The observation that dry season carriers had a shorter time to infection in the next wet season indicates heterogeneity in exposure to infectious bites within the cohort studied. Importantly, it has not been possible to dissect the origins of this heterogeneity in exposure. Heterogeneity may arise from socio-economic and behavioral differences [42], such as dwelling, micro-geographical heterogeneity in the mosquito density [43], bed net use or insecticide use within the home. However, more fundamental host differences may also contribute to this heterogeneity, for example, blood cell traits associated with reduced risk of infection, and host differences modulating risk of a mosquito blood meals [44].

For each level of exposure and age, there is a certain risk of persistent infections that last the entire dry season. However, there is also stochasticity in parasite carriage. It is possible that there is a “sweet spot” of immunity for parasite carriage that depends on the regularity and temporal pattern of immunity boosting infections. Indeed, it has been observed that older children (aged 5–15 years) rather than young children (less than 5 years old) or teenagers and adults (at least 16 years old) contribute disproportionately to the infectious reservoir [45]. Thus, parasite carriage may be a transient phenotype with older children being the most likely carriers since they are most likely to have had a certain level of immunity-boosting cumulative exposure without being sufficiently immune to clear all parasites during the dry season.

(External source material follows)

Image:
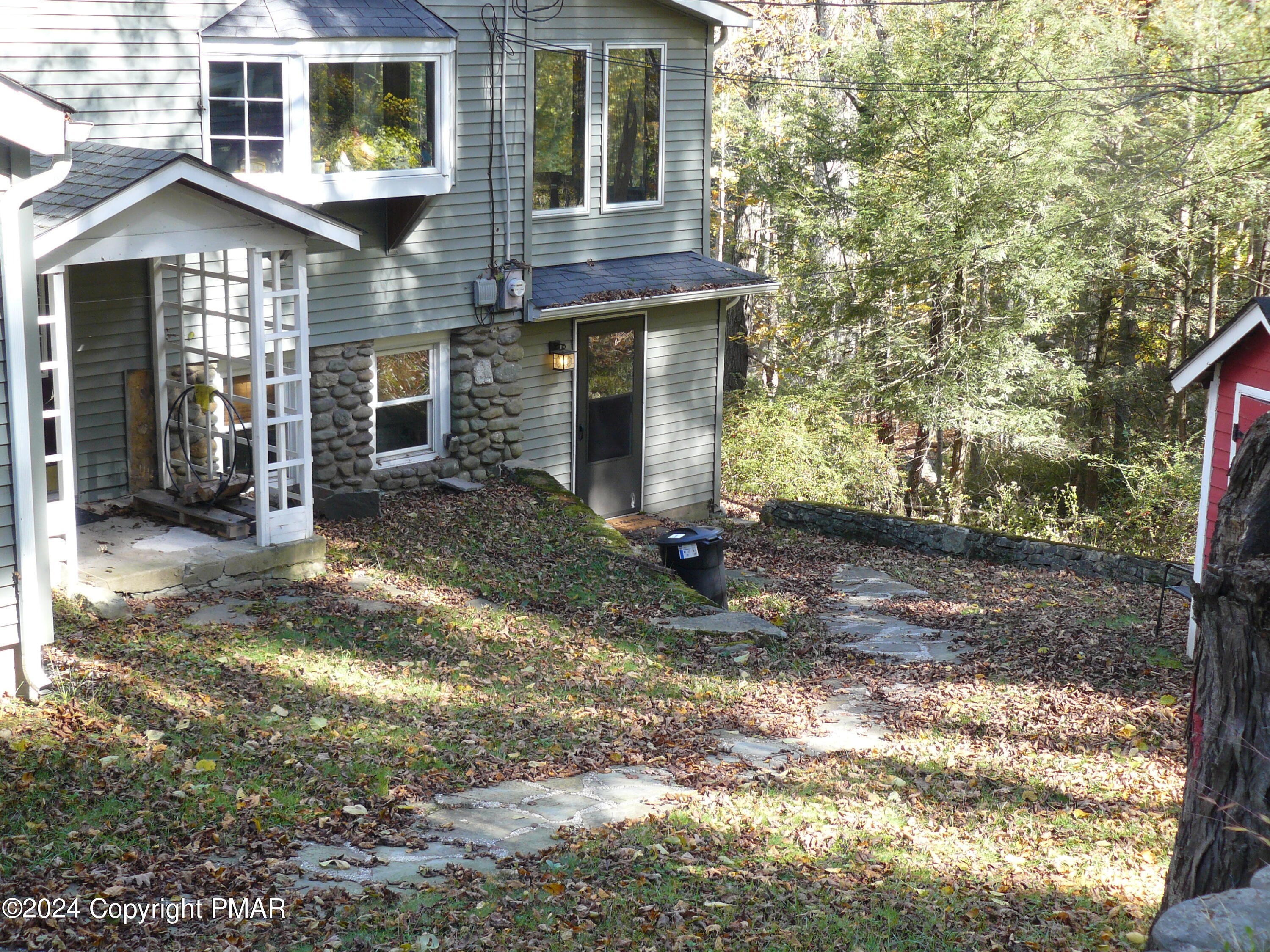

It has been previously observed that both super-spreading and sub-patent parasite loads play an important role in malaria transmission, in particular in low-transmission settings with malaria transmission throughout the year [31, 46]. This analysis indicates that the same is likely to be true in seasonal malaria transmission settings [45]. Carriers have a shorter time to the next infection at the beginning transmission season as well as from the first follow-up visit (about 1 month into the transmission season, see Additional file 1: Figure S16), indicating a higher level of exposure of carriers to mosquito feeding, at least early in the transmission season. However, biting rate is not the only factor determining transmission, and an individual’s potential to infect a mosquito is likely to depend on the number of gametocytes the individual carries and their infectiousness, which was not confirmed. Although no direct data on the rate at which carriers contribute to new infections of mosquitoes is available, this modelling suggests that heterogeneity in the biting rate with carriers being more exposed than non-carriers at the start of the transmission season may facilitate the fast spread of parasites at the beginning of the transmission season (Fig. 8). Mosquitoes preferentially biting infected individuals [47, 48] may further aid in the fast spread of malaria at the beginning of the wet season. To the extent that it is possible to identify these individuals, elimination efforts must target the most highly exposed individuals, when aiming to interrupt the emergence of parasites in the wet season.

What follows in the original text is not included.